There is one globally accepted standard for transportation, which is known as UN38.3, but as far as we can tell, there are very few, if any, internationally agreed-upon standards for the manufacturing of batteries.

This is a problem that the Government Office for Product Safety and Standards in the United Kingdom is concerned about. PBO had a conversation with them while we were conducting the test, and they confirmed that they are looking into the question of the safety of all batteries, including lead-acid batteries.

But more specifically lithium batteries, in terms of the safety of their use, the safety of their claimed performance, and the safety of their transportation.
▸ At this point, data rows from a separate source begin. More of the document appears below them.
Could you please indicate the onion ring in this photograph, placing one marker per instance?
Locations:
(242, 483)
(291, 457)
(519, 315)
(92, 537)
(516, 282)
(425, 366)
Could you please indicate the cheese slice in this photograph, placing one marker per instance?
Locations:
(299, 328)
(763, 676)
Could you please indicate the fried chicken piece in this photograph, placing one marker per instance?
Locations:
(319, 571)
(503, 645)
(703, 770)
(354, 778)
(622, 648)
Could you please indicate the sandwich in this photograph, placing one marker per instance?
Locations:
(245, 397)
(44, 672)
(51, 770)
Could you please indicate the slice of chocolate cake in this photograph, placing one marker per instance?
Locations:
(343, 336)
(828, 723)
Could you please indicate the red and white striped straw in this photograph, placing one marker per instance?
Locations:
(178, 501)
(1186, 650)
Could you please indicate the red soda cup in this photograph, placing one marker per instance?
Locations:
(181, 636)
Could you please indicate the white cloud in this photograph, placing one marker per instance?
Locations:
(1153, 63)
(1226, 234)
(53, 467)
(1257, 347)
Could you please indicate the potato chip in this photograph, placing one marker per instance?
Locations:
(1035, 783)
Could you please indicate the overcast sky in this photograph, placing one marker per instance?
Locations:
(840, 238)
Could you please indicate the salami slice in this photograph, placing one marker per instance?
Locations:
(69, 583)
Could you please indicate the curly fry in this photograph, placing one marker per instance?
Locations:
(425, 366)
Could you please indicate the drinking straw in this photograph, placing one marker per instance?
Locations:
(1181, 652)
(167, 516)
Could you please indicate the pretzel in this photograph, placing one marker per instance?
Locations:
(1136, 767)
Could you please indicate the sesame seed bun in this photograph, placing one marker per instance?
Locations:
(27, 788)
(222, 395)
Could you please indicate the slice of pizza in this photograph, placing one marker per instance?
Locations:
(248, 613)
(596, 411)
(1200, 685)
They are looking at the chemistry as well as the labeling, capacity, and composition, and their first report should be out very soon.

This does not imply that the batteries we tested were hazardous. However, it is recommended that you contact the vendor of any battery that you are considering purchasing to provide you with any relevant test results verifying the battery’s compliance and safety before making a purchase decision.